Sanat insanların bir arada yaşamaya
başlamalarından günümüze değin düşünce ve duygularını türlü yollarla ifade
ettikleri bir dil olmuştur.
Bir arada yaşamaya başladıklarından itibaren varlığın türlü yönlerini anlatan veya
yorumlayan insan düşüncesi, bu tasarımları çok farklı şekiller halinde
somutlaştırmış, soyut kavramları elle tutulabilir şekillere dönüştürmüştür.
Düşünen ve şekil çizebilen insan, varlık
karşısındaki tavrını türlü şekillerle anlatmaya çalışmıştır. Bu bakımdan
sanatın bir tanımı da; “insanın kendini anlatma yolu” olarak formüle
edilebilir.
Şu anda Ankara Anadolu Medeniyetleri
Müzesinde sergilenmekte olan Çatalhöyük yerleşimine ait bir duvar resmi neden
sanatın ilkçağ mağara resimlerinden başlatıldığının güzel bir örneğidir.

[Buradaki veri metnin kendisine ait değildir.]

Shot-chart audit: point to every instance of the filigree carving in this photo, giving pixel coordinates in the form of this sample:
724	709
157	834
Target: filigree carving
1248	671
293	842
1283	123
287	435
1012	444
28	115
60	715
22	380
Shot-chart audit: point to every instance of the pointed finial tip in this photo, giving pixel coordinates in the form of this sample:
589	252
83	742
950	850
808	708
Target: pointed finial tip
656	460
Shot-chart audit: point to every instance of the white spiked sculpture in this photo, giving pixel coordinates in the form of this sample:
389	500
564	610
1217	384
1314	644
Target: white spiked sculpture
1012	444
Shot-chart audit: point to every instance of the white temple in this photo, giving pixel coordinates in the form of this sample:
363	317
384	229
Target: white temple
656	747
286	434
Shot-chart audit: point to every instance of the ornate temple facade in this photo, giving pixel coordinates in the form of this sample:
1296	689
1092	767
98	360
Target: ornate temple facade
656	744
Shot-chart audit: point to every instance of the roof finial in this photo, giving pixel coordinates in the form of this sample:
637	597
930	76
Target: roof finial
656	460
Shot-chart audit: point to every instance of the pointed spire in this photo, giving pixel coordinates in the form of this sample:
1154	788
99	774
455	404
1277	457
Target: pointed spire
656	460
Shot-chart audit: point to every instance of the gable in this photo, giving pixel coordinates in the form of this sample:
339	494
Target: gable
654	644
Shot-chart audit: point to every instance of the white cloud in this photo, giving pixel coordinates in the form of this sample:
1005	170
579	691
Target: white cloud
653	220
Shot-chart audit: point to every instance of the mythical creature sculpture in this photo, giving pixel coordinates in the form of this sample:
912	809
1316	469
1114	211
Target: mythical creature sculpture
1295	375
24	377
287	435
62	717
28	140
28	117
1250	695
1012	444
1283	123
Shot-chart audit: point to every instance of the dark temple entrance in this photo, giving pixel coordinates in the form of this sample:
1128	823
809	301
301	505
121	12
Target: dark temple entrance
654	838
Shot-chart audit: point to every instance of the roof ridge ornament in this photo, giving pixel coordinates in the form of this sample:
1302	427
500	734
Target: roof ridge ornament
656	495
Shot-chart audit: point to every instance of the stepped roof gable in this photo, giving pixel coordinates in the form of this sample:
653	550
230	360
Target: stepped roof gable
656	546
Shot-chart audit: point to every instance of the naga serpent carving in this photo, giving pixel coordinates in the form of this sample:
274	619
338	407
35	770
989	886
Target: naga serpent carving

Bu duvar resminde gerçekçi biçimde
işlenen hayvan figürünün çevresinde özensiz, ayrıntıdan yoksun hayvana kargı
atan bir dolu insan betimlenmiştir. Bu av sahnesinde soyut bir kavram olan
‘GÜÇ’ çok güzel ifade edilmektedir. Sayıca çok ama hepsinin gücü ancak bir
hayvana bedel olan insanların hayvan karşısındaki önemsizliği çizgilerdeki
ayrıntı farkıyla ve boyutlarla oynanarak belirtilmiştir. Hayvan figürü oldukça
gerçekçi ve ayrıntılı olarak resmedilerek onun yaşamdaki önemi vurgulanmıştır.
Sanat bir dildir. Bu dili de insanlar
ilkçağdan başlayarak günümüze kadar çok iyi kullanmışlardır.
Sanat tarihine baktığımızda, sanatın gelişiminin insanoğlunun oluşturduğu
uygarlıklarla birebir ilişkili olduğunu görürüz. Sanatın tarihini uygarlık
tarihini bilmeden anlamlandırmamız mümkün değildir.
Yaşamın içinden çıkan bir insan
etkinliği olan sanat insanlıkla yaşıttır.
Genel olarak herhangi bir etkinliğin ya
da bir işin yapılmasıyla ilgili yöntemlerin, bilgilerin ve kuralların tümüne
birden sanat diyoruz.
Sanat
eserini meydana getiren, sanat olgusunu çıkaran üç unsur vardır: Sanatçı, sanat
eseri ve sanat eserini anlayıp takdir eden kişiler yani alımlayıcılar.
Sanatçı
Farklı görür
Seçicidir
Farklı anlatımı vardır
Yaratıcıdır, yansıtmaz
Hayal kurar
Duyarlıdır
Çağrışım zenginliği ne sahiptir
Gerilim sürekliliği vardır
Bilinci yalıtık bilinç değildir. Özellikleri olan
toplumsal bir bilinçtir.
Sanatçı sanatında bir yandan nesneli
sunarken öte yandan özneli nesnelde anlaşılır kılar. Özneli nesnele indirger.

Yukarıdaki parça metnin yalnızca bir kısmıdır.